Some conservative parliamentary critics of President Hassan Rouhani had complained the reconnection was not occurring fast enough and the country’s nuclear deal was not delivering the expected economic benefits.
Iran is desperately trying to boost oil exports to regain market share lost during years of sanctions, which artificially curtailed its output.
Despite the removal of the sanctions last month, only three cargoes with Iranian crude have sailed to Europe so far, a fraction of what Tehran has promised to ship to its old customers. Traders have said a slow pick up in exports was partially due to SWIFT problems.

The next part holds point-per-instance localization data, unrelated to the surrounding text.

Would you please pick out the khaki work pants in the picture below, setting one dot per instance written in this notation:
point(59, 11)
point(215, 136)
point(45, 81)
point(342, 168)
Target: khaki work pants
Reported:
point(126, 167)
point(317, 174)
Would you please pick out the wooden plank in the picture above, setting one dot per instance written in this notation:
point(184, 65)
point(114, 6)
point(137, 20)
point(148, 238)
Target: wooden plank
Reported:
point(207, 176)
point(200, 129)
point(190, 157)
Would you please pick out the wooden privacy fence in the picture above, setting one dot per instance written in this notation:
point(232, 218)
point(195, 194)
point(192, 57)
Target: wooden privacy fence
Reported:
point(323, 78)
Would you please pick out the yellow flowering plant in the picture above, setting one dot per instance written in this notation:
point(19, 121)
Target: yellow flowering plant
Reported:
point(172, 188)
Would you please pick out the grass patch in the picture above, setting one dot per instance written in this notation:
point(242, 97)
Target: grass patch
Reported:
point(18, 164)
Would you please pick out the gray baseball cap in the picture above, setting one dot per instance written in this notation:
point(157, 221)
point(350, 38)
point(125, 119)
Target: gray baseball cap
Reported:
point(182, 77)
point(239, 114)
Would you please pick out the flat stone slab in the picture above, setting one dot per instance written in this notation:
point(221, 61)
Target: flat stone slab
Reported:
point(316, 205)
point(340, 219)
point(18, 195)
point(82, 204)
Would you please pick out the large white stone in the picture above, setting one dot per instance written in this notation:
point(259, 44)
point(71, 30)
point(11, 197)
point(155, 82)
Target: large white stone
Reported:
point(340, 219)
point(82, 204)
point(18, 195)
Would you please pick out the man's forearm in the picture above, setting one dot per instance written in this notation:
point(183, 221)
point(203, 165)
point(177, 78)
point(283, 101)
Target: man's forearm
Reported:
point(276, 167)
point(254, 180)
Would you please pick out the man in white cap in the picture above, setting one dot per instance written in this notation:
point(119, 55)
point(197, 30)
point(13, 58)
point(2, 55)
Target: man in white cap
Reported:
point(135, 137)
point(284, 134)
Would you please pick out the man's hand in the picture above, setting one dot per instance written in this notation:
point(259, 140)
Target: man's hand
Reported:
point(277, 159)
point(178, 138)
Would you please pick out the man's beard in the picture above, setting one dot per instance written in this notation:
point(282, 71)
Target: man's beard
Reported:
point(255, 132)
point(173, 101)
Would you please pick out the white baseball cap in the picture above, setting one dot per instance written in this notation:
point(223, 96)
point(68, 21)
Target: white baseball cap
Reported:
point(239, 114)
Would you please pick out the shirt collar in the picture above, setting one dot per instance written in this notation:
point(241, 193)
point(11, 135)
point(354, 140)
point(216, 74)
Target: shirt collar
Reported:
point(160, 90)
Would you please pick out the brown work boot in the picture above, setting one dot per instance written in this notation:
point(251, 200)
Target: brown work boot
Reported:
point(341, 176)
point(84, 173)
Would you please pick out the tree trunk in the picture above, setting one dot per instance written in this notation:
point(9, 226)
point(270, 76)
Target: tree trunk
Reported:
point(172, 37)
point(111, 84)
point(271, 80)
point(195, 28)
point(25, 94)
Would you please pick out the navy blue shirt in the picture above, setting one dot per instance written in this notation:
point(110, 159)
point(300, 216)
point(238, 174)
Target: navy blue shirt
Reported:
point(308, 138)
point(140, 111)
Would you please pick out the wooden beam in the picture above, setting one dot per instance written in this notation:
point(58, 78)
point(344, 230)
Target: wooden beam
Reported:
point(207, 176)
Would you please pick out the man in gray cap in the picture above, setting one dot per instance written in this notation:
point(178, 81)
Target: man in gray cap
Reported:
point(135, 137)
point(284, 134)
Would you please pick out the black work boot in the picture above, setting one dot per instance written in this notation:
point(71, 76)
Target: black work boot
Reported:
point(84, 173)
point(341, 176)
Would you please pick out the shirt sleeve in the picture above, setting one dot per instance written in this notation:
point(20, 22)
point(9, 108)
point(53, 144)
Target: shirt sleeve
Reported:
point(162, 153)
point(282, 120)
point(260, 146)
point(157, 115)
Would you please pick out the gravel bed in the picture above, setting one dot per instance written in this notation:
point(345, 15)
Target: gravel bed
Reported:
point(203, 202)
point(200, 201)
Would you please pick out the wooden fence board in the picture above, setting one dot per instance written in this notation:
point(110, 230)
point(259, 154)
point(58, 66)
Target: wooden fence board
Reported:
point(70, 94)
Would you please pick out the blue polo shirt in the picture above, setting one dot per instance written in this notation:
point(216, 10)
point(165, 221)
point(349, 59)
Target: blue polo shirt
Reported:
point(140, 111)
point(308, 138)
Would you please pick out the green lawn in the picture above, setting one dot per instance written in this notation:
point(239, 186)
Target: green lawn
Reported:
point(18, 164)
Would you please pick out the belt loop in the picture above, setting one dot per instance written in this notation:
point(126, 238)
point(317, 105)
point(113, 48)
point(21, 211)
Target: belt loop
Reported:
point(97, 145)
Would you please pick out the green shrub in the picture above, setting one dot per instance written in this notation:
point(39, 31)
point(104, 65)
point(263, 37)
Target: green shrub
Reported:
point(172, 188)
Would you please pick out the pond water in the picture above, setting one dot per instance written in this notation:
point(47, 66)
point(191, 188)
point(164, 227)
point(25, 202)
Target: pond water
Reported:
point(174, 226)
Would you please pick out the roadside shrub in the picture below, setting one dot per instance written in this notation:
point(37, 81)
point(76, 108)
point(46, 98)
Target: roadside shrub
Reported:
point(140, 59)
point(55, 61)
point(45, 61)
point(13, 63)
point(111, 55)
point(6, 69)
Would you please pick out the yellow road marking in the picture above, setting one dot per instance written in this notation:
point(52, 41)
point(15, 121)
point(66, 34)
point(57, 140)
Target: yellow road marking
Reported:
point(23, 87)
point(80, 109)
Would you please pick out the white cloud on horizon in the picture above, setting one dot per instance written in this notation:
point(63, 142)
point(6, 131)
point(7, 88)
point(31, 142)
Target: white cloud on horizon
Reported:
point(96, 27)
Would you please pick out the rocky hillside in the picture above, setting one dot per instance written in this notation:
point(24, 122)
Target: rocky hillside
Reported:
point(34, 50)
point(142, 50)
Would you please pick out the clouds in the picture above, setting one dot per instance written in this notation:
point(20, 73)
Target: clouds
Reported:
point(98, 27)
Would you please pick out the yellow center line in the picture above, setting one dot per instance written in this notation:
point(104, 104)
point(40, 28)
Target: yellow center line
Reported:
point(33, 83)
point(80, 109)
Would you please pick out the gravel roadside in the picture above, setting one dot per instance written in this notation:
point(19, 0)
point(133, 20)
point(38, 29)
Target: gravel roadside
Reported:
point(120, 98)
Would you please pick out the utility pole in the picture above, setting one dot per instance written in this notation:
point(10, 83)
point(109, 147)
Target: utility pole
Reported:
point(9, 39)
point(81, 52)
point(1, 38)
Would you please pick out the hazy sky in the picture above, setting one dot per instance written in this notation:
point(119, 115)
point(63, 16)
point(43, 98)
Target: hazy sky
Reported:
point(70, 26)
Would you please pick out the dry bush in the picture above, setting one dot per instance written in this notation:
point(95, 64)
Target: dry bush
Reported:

“Nobody could pay the Iranians via normal lines, not even in euros,” one veteran oil trader based in Europe said, adding that after the reconnection he expected normal banking business to resume.
Iranian banks were disconnected from Belgium-based SWIFT, the Society for Worldwide Interbank Financial Telecommunication, in March 2012 as international sanctions tightened against Tehran over its disputed nuclear program.
The system is used to transmit payments and letters of credit and Iran’s exclusion damaged its ability to conduct foreign trade and money transfers. Under a nuclear deal reached between Tehran and world powers, most sanctions against the country were removed last month.
“SWIFT has completed the on-boarding process for these banks and can confirm that they have now been reconnected to SWIFT,” said Onur Ozan, a country manager at SWIFT.
“We will continue to work with the remainder of the entities that have applied to rejoin SWIFT to ensure their smooth reconnection,” Ozan said in a statement carried on the Iranian central bank’s website on Wednesday.
Ozan did not give details of the Iranian banks that had been reconnected. The central bank said in its statement that all banks not covered by remaining sanctions had been connected, including itself, but some of the banks’ foreign subsidiaries and branches were still working on it.
Although SWIFT’s action will make it easier to move money into and out of Iran, many foreign banks are expected to remain wary of doing business with the country, at least initially.
The nuclear deal says non-U.S. banks may resume trading with Iran, but because Washington retains sanctions against Iran that predate the nuclear crisis and were imposed over other issues such as human rights, bankers are uncertain of the legal basis for business and worry they could still be targeted by U.S. officials.
U.S. banks remain prohibited from doing business with Iran directly or indirectly.